Yıllarca oy verip seçtiğimiz, siyasetçilerin ülkeyi toplumsal olarak zenginleştireceğinden umudu kestikçe, bireysel kurtuluşa yöneliyoruz. Ülkede yaşayan herkes çalışarak, alın teri ve emeği ile refaha kavuşmaktan hatta yoksulluktan kurtulma umudunu kaybediyor ve şans oyunlarına yöneliyor. Ülke yönetiminde olanlar, bu bozuk , her yıl zenginin daha zengin, yoksulun daha yoksul olduğu sömürü düzeninden, memnun olan egemen güçler de bunu teşvik ediyor. Çünkü halk, adaletsizlik, yoksulluk, işsizlik ve yolsuzluktan kurtuluş için hak arama yolunu seçer, siyasal mücadeleye yönelirse egemen zenginlerin, siyasetçilerin çıkarları bozulur. Egemenlikleri, zenginlikleri sona erebilir. Bu nedenle insanların önüne kişisel zenginlik umutları koyarlar. Artist, futbolcu, şarkıcı olma hayali gibi. Şans oyunları yaygınlaştırılır. Piyango, at yarışı v.b oyunlardan para kazanıp köşeyi dönme peşinde koşulur. İşini bilmek, gemisini yürütmek hüner sayılır.
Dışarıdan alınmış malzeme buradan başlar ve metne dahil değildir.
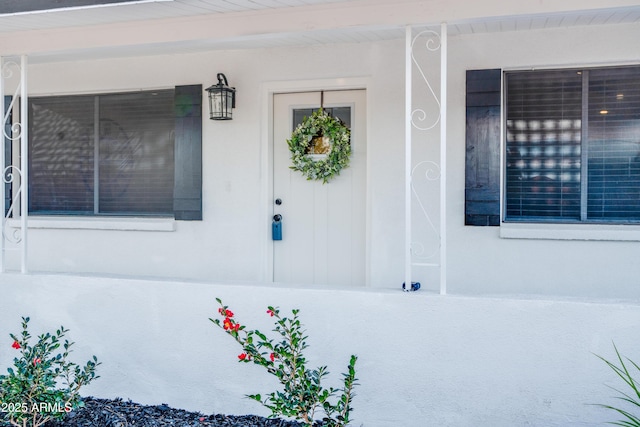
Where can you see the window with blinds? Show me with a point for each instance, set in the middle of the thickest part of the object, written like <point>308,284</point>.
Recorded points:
<point>573,145</point>
<point>107,154</point>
Böylece toplumda çalışarak değil bir anda, kısa yoldan zengin olma ama çok zengin olma hayallerini halk umut olarak görmeğe başlar.

Pazartesi günleri10 numara, Çarşamba 5 + 1, Cumartesi sayısal loto, Perşembe süper loto, her hafta sonu toto, her ayın 9, 19, 29 unda piyango, her gün at yarışları, bir de iddia. İşimiz hep kumar. (Üstelik faizi bile haram sayan, kumarın dinen hiç yeri olmadığını savunan, her şeyi “ALLAH İÇİN” yaptığını söyleyen, Her söze “ALLAHIN İZNİ İLE” diyerek başlayan, dindar bir iktidar varken.) Diyanet işleri başkanlığından; “devlet eliyle yapılan bu şans oyunları (kumar) oynamak, günah mı değil mi? kazanılacak para helal mi, haram mı ? diye fetva isteniyor ki, “ oynamak Günah değilmiş, kazanılan para haram olmazmış” diye Türban takanda, takmayanda, oruç tutanda, hacısı da, bu oyunları oynasın. Memur, işçi Hükümetlerden zam isteyeceğine, Aç, işsiz, yoksul insanlar siyasi iktidarlardan iş, aş isteyeceğine bu kumarları oynasın, umudunu buradan çıkacak paraya bağlasın diye.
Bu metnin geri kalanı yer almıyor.